Platón mismo señalaba que una ciudad bien gobernada debía mantenerse por el trabajo rural de los esclavos y por el trabajo artesanal de los hombres de poca monta, para sostener a las vidas virtuosas, cuya característica fundamental era el ocio. Quizás lo más equívoco de las tradiciones griega y romana en cuanto a la exaltación de los tipos sociales, es que no se admirase el progreso social del individuo en una vida, como en el caso de los libertos o de los hombres libres pobres que tras años de lucha lograron reunir un patrimonio importante. Es una diferencia de relevancia entre las tradiciones greco-romanas y las tradiciones occidentales modernas, sobretodo con la norteamericana, donde se enfatiza y propaga el ideal del “sueño americano”: el clásico ejemplo de un vendedor de diarios que alcanza fortunas envidiables. Sobre todo si consideramos que no son pocos los casos en la Romanidad en que un nacido esclavo logra liberarse y ser posteriormente filósofo.

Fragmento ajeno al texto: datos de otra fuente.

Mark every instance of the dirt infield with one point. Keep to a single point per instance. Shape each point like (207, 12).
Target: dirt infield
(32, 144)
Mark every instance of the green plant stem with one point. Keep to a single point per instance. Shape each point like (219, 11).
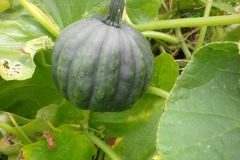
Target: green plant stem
(158, 92)
(10, 129)
(183, 44)
(204, 28)
(103, 146)
(52, 127)
(40, 16)
(28, 140)
(162, 36)
(189, 22)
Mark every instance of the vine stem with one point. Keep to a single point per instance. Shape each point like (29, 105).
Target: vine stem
(102, 145)
(183, 44)
(162, 36)
(204, 28)
(19, 129)
(40, 16)
(11, 130)
(189, 22)
(158, 92)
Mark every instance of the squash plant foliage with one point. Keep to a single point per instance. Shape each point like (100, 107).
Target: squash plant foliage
(190, 110)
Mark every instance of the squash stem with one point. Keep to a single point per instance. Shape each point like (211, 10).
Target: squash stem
(114, 17)
(158, 92)
(24, 135)
(98, 142)
(204, 28)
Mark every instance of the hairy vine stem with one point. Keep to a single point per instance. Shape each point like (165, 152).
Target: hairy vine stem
(189, 22)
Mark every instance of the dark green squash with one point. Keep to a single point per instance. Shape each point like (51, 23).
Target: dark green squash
(101, 63)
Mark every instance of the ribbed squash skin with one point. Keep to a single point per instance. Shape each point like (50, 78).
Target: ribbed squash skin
(101, 67)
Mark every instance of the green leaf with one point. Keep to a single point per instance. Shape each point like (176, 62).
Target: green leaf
(223, 5)
(233, 34)
(65, 113)
(63, 13)
(17, 27)
(5, 5)
(135, 128)
(69, 145)
(26, 97)
(142, 11)
(9, 149)
(19, 65)
(117, 124)
(201, 119)
(166, 72)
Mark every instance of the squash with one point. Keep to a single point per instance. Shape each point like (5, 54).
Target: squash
(101, 63)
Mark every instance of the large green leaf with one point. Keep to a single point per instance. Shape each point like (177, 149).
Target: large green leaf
(142, 11)
(18, 64)
(232, 33)
(26, 97)
(63, 13)
(166, 72)
(202, 114)
(65, 113)
(135, 128)
(117, 124)
(69, 145)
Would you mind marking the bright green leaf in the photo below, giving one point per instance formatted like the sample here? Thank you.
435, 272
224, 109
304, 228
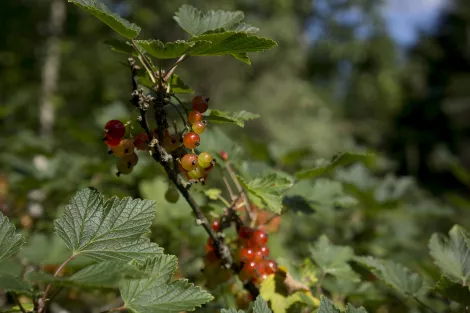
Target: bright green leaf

Se despreciaba el comercio “atribuyéndole al comerciante todos los vicios imaginables: es un desarraigado, solo actúa por avaricia, lleva dentro el germen de todos los males, engendra el lujo, la molicie, y falsea la naturaleza, porque se dirige hacia mundos lejanos de los que nos separa la barrera natural de los mares y trae de allí productos que la naturaleza no quiso hacer crecer entre nosotros”.

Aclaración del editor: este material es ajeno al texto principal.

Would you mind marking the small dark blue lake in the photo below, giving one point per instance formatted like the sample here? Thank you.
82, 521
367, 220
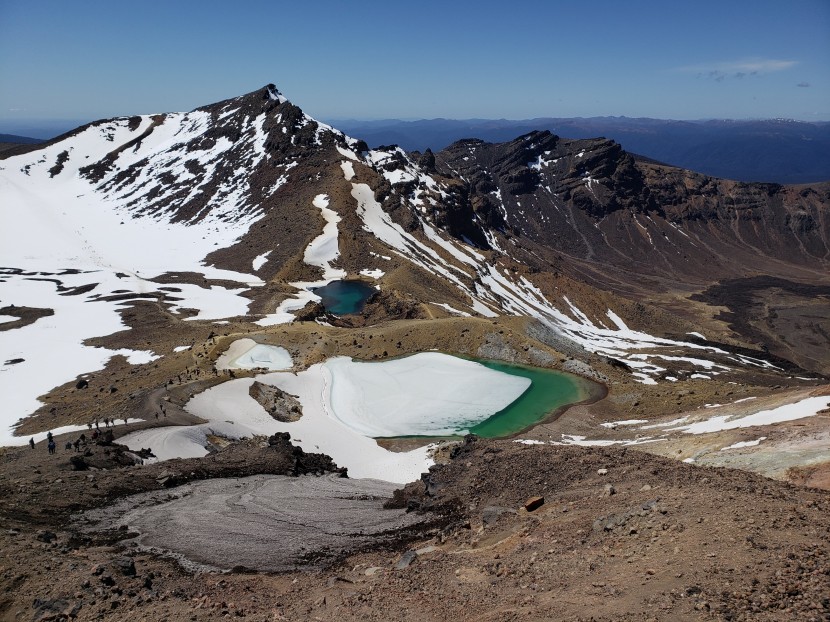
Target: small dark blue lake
345, 297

Se afirma que esta idea asociada al desprecio del comercio la podemos encontrar en varias culturas distintas. Por eso, ser rico significaba no tanto tener dinero como ser dueño de tierra, como una forma de rechazar al advenedizo e impulsarlo hacia el agro. Por eso también, un heredero, un individuo rico y terrateniente, no era considerado comerciante por más que se dedicase al comercio, lo importante era no haber comenzado por tal actividad. De la misma manera, eran considerados pobres todos aquellos que no poseían una fortuna personal, un patrimonio, por más que  fuesen clientes o músicos o gramáticos. El hombre libre era aquel hombre que poseía el patrimonio suficiente como para no trabajar, es decir, para dedicarse al ocio.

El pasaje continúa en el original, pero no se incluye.